Id. ¶¶ 16–17. The parties had 30 days after the filing of claims administrator’s findings to raise any objections, 1/30/20 Order at 7, but neither side did so. After receiving the status report, the Court held another telephonic status conference with the parties to discuss the status report and the motion for attorney fees.

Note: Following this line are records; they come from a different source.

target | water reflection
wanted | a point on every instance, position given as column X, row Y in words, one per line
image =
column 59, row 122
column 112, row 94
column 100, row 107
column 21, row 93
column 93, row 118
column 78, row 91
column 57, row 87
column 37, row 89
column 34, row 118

2 Specifically, the Court found that class counsel was entitled to attorney fees, but that the amount to which they were entitled was uncertain, id. at 4; that the Court could not yet determine whether or not Lyngaas was entitled to an incentive award for acting on behalf of the class because it was not yet clear the degree to which the class had benefited from Lyngaas’s actions, id. at 5; and that class counsel was required to submit itemized billing before the Court could consider their request for litigation costs, id. The Court stated that it would later set a date by which Lyngaas could file a renewed motion for attorney fees, an incentive award, and litigation costs. Id. The Sixth Circuit affirmed this Court’s final judgment, Lyngaas v. Curaden AG, 992 F.3d 412, 438 (6th Cir. 2021), and it issued its mandate (Dkt. 163). The Court ordered the parties to file a joint memorandum setting forth their positions on the next necessary steps (Dkt. 165), which the parties did (Dkt. 166). Lyngaas proposed that the Court should enter a money judgment in favor of the class and should set a deadline by which

counsel is to file a renewed motion for attorney fees. Joint Mem. at 3–4. Defendants argued that the claims administration process was invalid because it occurred while this Court was divested of jurisdiction, id. at 4–7, an argument that Curaden reiterates in its present motion. II. ANALYSIS The Court first considers Curaden’s argument that the claims administration process was invalid because this Court had no jurisdiction following Curaden’s filing of a notice of appeal. The Courts finds that the claims administration process was valid, and then fixes the amount of Curaden’s liability to the class. A. Jurisdiction Over Actions Relating to Claims Administration Process

Curaden argues that “the claims administration process that Plaintiffs now want to use occurred when the Court was divested of jurisdiction and should not be recognized or used by this Court.” Mot. at 6. Curaden’s argument is mistaken. The Court agrees with the general premise that “filing a notice of appeal with the district court divests the district court of jurisdiction to act in a case.” Fort Gratiot Sanitary Landfill v. Mich. Dep’t of Natural Res., 71 F.3d 1197, 1203 (6th Cir. 1995). However, a notice of appeal “does not divest a district court of jurisdiction over matters collateral to the main cause of action.” United States v. Gallion, 534 F. App’x 303, 309 (6th Cir. 2013) (punctuation modified). Courts have routinely taught that the divestment of jurisdiction as to non-collateral matters has no bearing on a court’s power to enforce its judgment. A “district court has jurisdiction to act to enforce its judgment so long as the judgment has not been stayed or superseded.” NLRB v.